А хлеб-де родится у них трижды в год, и овощ земной, и плод всякой беспрестанно. Табак сеют. А пашут крестьяне на быках. Також-де шелковые и всякие товары делают мужики и бабы. А платье носят шелковые, бумажные, и всякие.
А царя своего нифонцы не видят, а когда бывает царский ход, то все падают ниц на землю и смотреть на него не смеют. Во все места и города царь посылает своих наместников. В городе Шенда наместник является сродственником царю. Напротив города Шенда есть остров, на который люди съезжаются ради мольбища. Они приносят в дары злато и серебро, дорогие вещи. А у кого рука подымется украсть дароприношення, тот долго не протянет: у него жилы станет корчить, а тело сохнуть. Ежли кто на ногах принесет прах священного острова в дом свой, и тому несдобровать. Того ради для моления на сем острову у каждого жителя отдельная одежда. Как отмолится, одежду оную совлачают и прилипший прах отверзают и облачаются в новую одежду.
Город Матмай стоит на краю проливы и построен не в дальних годах. В Матмай ссылают людей из Нифона за их провинности. Поэтому в Матмае люди при себе имеют всякое оружие для оберегательства. В городе есть пушки, и разные ружья, и снаряды, и суда.
— Ишь ты, — сказал Иван Козыревский нифонцу Саниме, — знать, нифонцы и узакинцы торг меж собой ведут, не воюют. Жаль, что ты, Санима, в нашем языке хорошенько не пообвык… — Иван Петрович огорченно вздохнул. — Да мне ль, Ивашке Козыревскому, в иностранные государства собираться, когда я большим разговорам не заобыкновенен, людей иностранных не видел, окромя тебя, Санима, и твоих товарищей… Здесь порядки нынешние надо ведать: как поклониться, кому слово какое сказать, чтоб человека иностранного не обидеть и Россию защитить. С начальными государственными поступать надлежит осторожно. А торговлю с нифонцамн и узакинцами завесть: суда под парус — и с богом.
Иван Петрович не чувствовал усталости. В него будто бес вселился. Много за полночь он кончил записывать скаску Санимы. Он успел сложить листы и убрать чернила в походный сундучишко. Через мгновение он, похрапывая, спал.
Гых-курила Шатаной был за караулом.
Несколько дней Козыревский спал рядом с Шатаноем и Синимой. Шатаной постепенно пообвык. А над Санимой нет-нет да и посмеивался. Санима обиженно отворачивался от него.
Гых-курила Шатаной родился на Итурупе. Отец возил его торговать с нифонцами и в Узаку; привозил он товары и к Чепатую на Шумшу. Отец научил Шатаноя хитрости боя и морской науке. Так он объездил все острова от Капури (Лопатки) до Матмая (Хоккайдо). Шатаной не скрывал, что знал все острова айнов. Он рассказал о них Козыревскому. До Матмая, как говорил Шатаной, протянулась гряда почти из двадцати островов. Многие острова малы и безлюдны. Матмайцы и нифонцы жителей Итурупа называют езовитянами, дикими, значит. А все потому, что гых-курилы к воинскому делу жестоки, наступают о трех боях, как и на Шумшу, и на Парамушире, но токмо жестче и искуснее.
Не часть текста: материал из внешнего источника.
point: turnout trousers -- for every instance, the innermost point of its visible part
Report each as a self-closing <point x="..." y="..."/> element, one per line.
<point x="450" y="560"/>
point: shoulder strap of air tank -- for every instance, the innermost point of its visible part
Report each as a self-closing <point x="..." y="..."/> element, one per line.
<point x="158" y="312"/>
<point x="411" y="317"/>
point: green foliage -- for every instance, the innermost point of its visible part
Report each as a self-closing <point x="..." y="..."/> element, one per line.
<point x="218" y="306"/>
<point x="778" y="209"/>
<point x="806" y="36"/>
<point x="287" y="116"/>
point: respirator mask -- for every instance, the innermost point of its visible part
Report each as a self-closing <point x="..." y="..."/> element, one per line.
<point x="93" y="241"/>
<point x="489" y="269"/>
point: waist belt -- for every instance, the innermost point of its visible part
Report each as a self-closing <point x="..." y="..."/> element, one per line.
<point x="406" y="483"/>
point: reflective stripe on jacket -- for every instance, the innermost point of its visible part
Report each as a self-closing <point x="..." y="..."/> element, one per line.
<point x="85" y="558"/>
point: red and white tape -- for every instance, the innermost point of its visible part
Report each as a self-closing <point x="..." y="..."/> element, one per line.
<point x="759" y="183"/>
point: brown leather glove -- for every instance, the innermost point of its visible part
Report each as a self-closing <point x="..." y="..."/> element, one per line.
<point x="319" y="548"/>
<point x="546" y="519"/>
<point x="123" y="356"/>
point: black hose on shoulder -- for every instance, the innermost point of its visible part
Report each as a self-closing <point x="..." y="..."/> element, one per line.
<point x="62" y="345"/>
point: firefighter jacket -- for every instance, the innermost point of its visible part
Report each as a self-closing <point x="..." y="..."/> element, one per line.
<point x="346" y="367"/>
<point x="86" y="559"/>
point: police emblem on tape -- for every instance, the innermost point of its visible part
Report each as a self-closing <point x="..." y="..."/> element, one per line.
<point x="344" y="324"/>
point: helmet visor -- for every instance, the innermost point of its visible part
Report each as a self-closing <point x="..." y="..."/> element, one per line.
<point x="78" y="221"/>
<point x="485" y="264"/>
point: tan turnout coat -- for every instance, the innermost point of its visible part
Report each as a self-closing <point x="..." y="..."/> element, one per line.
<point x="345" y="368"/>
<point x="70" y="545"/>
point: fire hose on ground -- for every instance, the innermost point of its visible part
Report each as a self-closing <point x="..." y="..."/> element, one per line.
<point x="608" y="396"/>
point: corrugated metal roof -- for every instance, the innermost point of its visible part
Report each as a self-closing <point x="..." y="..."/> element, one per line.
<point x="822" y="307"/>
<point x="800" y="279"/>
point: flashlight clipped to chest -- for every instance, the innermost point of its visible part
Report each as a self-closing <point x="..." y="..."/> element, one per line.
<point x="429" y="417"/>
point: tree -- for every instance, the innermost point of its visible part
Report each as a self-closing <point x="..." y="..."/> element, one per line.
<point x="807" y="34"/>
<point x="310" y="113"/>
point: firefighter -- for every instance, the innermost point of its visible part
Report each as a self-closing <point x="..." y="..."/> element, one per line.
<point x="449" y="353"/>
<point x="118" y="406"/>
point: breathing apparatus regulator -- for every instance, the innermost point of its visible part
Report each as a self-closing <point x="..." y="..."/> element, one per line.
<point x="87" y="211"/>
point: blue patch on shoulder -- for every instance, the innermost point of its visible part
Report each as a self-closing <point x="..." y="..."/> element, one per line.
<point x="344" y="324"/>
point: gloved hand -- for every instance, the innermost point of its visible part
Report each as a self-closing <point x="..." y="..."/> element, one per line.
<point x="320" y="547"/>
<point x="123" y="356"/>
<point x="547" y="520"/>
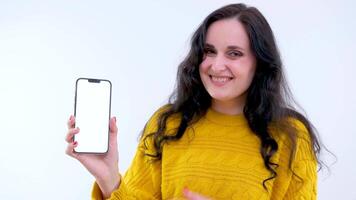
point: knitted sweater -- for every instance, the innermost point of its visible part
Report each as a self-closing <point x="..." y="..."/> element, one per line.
<point x="218" y="157"/>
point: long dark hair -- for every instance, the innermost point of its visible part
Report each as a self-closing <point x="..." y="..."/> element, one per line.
<point x="269" y="100"/>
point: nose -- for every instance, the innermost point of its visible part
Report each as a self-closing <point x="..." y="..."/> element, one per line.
<point x="218" y="64"/>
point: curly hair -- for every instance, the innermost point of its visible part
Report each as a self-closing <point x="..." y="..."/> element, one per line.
<point x="269" y="100"/>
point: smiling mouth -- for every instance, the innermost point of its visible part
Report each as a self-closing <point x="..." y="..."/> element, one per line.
<point x="220" y="80"/>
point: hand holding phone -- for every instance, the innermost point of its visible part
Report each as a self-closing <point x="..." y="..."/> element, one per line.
<point x="92" y="112"/>
<point x="103" y="166"/>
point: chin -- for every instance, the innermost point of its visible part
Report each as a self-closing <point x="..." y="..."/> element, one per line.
<point x="221" y="97"/>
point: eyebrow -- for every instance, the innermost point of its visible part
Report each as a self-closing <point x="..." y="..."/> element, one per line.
<point x="229" y="47"/>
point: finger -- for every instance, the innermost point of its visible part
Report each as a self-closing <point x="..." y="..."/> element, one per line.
<point x="71" y="122"/>
<point x="113" y="130"/>
<point x="70" y="149"/>
<point x="70" y="134"/>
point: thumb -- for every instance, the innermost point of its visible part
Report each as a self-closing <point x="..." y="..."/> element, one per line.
<point x="113" y="131"/>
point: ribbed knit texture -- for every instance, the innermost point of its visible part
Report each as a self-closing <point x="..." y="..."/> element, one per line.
<point x="218" y="157"/>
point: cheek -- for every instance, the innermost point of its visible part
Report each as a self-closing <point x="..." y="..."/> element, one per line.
<point x="203" y="67"/>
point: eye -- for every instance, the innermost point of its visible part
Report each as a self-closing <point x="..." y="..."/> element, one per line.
<point x="235" y="54"/>
<point x="209" y="51"/>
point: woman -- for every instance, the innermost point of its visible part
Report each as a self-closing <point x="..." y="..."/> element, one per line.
<point x="229" y="131"/>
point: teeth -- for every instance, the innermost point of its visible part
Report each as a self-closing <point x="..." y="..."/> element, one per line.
<point x="220" y="79"/>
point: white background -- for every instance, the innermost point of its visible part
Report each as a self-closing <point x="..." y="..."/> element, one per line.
<point x="46" y="45"/>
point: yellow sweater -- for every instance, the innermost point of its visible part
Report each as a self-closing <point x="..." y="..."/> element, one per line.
<point x="218" y="157"/>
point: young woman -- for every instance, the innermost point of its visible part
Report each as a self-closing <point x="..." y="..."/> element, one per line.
<point x="229" y="131"/>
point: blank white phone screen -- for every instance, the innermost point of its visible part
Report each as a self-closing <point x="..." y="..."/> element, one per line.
<point x="92" y="113"/>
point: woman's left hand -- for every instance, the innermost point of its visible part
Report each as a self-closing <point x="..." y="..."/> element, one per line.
<point x="193" y="196"/>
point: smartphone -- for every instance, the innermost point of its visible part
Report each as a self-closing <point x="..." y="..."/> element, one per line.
<point x="92" y="115"/>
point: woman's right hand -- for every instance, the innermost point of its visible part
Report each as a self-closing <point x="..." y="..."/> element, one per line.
<point x="103" y="167"/>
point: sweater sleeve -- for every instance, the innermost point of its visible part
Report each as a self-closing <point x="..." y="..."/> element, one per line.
<point x="303" y="183"/>
<point x="142" y="180"/>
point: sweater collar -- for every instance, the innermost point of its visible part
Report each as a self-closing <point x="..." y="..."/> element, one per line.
<point x="225" y="119"/>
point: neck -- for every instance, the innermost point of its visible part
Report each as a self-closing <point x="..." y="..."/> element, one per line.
<point x="231" y="107"/>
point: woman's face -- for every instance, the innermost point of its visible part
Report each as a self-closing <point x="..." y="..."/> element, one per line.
<point x="228" y="66"/>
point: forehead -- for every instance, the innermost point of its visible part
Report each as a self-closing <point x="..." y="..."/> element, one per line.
<point x="227" y="32"/>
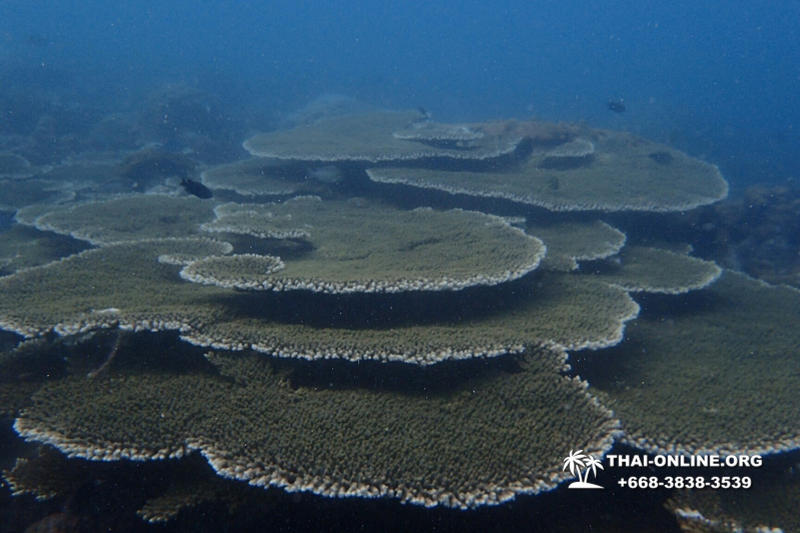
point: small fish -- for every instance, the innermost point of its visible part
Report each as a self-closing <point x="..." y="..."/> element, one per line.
<point x="196" y="188"/>
<point x="617" y="106"/>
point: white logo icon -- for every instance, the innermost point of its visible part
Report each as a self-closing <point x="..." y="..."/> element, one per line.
<point x="576" y="462"/>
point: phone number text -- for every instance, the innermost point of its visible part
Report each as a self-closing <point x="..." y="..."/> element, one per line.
<point x="686" y="482"/>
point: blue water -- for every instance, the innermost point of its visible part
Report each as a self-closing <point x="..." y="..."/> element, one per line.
<point x="718" y="79"/>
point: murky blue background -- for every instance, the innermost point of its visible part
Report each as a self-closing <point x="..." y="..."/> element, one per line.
<point x="718" y="79"/>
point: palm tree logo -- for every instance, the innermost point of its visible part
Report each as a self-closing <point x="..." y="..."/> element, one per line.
<point x="577" y="461"/>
Все дни Козыревский находился в том состоянии духа, когда лишения оправдывали всю последующую жизнь. Ночи его были бессонны. Чертеж морским островам занимал его. Он вспоминал о наставлениях. Анциферова с благодарностью. Отец, Петр Козыревский, сын молит тебя: встань из земли и возрадуйся делам во славу Российской державы. Отныне Россия навечно владеет морскими островами. До Апонского государства дней без счету. А суда дырявы. Людишки обветшали, а кто и помер. Запасы провианта истощились. Едят казаки рыбу без соли, заедают шикшой и брусникой.
В сентябре Иван Козыревский погрузил государев ясак — одиннадцать пластин красных лисиц и две выдры також в пластинах, помолился и возвратился в острог на Большую реку Камчадальской земли.
Иван Козыревский вскоре постригся в монахи, приняв имя Игнатия. Он построил на берегу реки Уйкоаль, среди берез, на свой кошт Успенскую пустынь. Он говорил, что хочет замолить грехи свои и дать спокойно дожить в тиши пустыни беспомощным и престарелым казакам, коим негде и головы преклонить. Много в Камчатке служивого люду, неспособного из-за дряхлости к службе. Приказчики их с собой в Якутск не берут: кому в радость хоронить их на каждой версте, одна обуза. Женок они не позавели, бобылями остались, одна клюка — опора. Жалованье стариков обходит и оседает в чужих ненасытных карманах.
Старики коротали свой век в кельях.
Молились они в часовне.
Им было что вспомнить за многие годы службы в Сибири и Камчатке.